Jim Lane, editor and publisher of Biofuels Digest, is one person who thinks alternative fuels aren’t necessarily going to be hurt by the huge drop in the price of crude oil.
In a post on the Digest Jan. 6, Lane lays out the rather complicated case of why it doesn’t pay right now to be dumping your alternate-energy stocks. That’s been the reaction so far to anything related to the price of oil. But Lane says there are special aspects of alternatives like ethanol that will be affected in a different way.
In the first place, Lane notes that while crude oil prices have been falling, ethanol prices have been falling, too. Since last June, crude oil has fallen from $115 a barrel to under $50, a remarkable 60 percent drop. Yet ethanol has fallen as well, from $2.13 a gallon to $1.55 a gallon, a formidable 27 percent drop. This is due mainly to the falling price of corn, which has been at its lowest level in recent years. A bushel of corn fell over the same period from $4.19 a bushel to $3.78, a 10 percent drop. In this way, ethanol is only marginally dependent on the price of oil and can show its own price pattern.
One thing worth noting is that there is a certain amount of elasticity in American driving. People tend to increase their driving range when the price of gasoline goes down. This is particularly true when it comes to taking vacations, which tend to be a long-term planning effort. If the price of gasoline stays down through next summer, people are more likely to increase gas consumption. The fact is that gasoline demand has actually reached its highest point in the last few months since the price of oil began to fall, as the following graph indicates:
Now drivers are required to include 10 percent ethanol in each gallon of gas. Therefore, ethanol has a fixed market. Driving has been declining in recent years, which is one reason that the Renewable Fuel Standard has been under fire – because the absolute amount of ethanol required has exceeded the 10 percent requirement in relation to the amount of gasoline consumed. Refiners and oil companies must buy this amount of ethanol. This is the reason the Environmental Protection Agency has been holding back on setting an RFS for 2014 — because the original amount prescribed was going to exceed the 10 percent figure. If people start taking advantage of lower gas prices and start consuming more gasoline, the amount of ethanol required will grow. “(W)e should be seeing a 2+% increase in gasoline demand, and that will take some pressure off the ethanol blend wall,” Lane writes. It might make EPA’s decision easier, if it ever gets around to setting a number.

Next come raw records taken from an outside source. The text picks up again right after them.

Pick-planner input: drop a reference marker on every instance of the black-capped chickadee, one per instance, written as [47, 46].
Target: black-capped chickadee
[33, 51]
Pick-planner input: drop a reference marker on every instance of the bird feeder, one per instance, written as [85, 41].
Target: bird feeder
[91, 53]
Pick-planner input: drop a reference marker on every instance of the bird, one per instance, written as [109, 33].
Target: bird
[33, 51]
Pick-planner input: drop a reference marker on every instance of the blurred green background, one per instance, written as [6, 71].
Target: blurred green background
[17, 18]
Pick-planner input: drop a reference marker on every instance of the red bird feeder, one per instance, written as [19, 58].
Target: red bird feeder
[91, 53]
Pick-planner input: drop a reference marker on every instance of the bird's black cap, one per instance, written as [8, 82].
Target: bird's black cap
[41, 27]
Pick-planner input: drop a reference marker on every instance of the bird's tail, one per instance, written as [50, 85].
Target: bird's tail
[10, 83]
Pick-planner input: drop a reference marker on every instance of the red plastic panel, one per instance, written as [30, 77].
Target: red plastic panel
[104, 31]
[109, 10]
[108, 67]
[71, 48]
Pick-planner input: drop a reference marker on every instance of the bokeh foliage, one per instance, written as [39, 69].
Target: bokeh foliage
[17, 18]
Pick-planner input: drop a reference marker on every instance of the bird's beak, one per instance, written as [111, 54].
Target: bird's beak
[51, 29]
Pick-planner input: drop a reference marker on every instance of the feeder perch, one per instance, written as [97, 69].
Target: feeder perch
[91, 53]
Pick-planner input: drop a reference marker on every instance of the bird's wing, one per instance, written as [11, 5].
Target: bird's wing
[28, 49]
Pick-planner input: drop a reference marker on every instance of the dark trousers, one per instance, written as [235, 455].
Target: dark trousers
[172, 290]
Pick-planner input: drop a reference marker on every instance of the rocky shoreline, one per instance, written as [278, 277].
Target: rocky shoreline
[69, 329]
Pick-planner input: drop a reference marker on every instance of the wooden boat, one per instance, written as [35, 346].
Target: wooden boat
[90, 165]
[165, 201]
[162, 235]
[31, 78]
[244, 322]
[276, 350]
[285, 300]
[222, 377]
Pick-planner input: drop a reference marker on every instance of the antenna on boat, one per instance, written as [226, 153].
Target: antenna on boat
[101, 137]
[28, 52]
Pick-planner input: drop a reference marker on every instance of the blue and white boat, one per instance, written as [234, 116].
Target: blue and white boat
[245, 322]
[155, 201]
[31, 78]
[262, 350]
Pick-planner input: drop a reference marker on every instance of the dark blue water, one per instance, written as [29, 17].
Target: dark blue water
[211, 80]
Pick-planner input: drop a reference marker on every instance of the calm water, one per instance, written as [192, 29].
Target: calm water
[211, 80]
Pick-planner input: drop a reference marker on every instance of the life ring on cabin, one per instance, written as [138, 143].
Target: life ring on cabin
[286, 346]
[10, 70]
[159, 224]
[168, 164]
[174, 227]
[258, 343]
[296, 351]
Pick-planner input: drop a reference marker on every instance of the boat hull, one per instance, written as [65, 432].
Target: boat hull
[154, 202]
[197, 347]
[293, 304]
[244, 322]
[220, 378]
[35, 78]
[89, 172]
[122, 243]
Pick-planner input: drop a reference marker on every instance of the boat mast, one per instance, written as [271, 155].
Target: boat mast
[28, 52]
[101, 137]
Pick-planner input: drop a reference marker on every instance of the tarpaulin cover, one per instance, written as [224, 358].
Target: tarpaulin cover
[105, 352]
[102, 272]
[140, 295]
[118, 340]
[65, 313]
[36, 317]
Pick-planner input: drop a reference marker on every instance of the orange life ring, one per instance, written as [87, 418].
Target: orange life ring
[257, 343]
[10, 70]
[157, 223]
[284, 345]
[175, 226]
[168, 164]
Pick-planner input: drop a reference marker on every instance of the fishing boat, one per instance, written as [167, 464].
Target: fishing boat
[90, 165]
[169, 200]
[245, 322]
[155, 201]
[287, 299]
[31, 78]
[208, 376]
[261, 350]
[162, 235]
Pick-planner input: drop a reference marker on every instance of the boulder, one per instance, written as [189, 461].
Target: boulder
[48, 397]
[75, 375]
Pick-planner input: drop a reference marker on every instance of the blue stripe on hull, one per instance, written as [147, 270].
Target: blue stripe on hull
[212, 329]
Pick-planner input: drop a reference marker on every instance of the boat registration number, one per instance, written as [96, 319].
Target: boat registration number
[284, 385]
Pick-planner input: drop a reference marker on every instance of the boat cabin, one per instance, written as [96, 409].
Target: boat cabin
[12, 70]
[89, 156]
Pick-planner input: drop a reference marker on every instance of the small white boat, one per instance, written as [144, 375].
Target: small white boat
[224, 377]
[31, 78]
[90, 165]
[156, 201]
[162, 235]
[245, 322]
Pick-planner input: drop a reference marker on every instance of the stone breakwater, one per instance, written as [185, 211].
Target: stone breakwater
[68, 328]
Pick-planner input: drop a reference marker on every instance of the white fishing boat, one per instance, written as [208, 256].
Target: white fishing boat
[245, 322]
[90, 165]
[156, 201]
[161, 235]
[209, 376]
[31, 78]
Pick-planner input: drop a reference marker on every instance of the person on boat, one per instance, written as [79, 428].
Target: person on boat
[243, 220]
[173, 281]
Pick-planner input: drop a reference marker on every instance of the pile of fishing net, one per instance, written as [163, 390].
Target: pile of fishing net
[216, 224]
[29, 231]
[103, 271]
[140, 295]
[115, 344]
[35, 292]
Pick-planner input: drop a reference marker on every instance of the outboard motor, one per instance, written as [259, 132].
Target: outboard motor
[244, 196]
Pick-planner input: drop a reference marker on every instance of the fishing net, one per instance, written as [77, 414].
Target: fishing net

Just to emphasize this point, an RIN — Renewable Index Number — is required by the EPA to prove that a refinery has been adding ethanol up to the 10 percent mark. The price of RINs has actually been rising as gas prices have fallen. As Lane writes: “Part of the reason that the ethanol market is holding up relatively well in tough times is the impact of the Renewable Fuel Standard, and its traded RIN system. RIN prices have jumped as oil prices have slumped — and a $0.76 increase in the RIN value of a gallon of fuel is a striking increase in value.”
So all is not dark for the future of alternatives. Ethanol’s place is secure, despite the fall in gasoline prices. Remember, it’s not that demand for gas is falling, but people are spending less for what they get. If methanol is given a chance, it might turn out to be more invulnerable, since it’s not tied to corn prices but to natural gas, which we seem to have in even greater abundance than oil. Electric cars also don’t lose their appeal, since much of their appeal is getting off gas entirely and unbuckling from the oil companies. It may not be time to abandon your stock in alternative energies quite yet.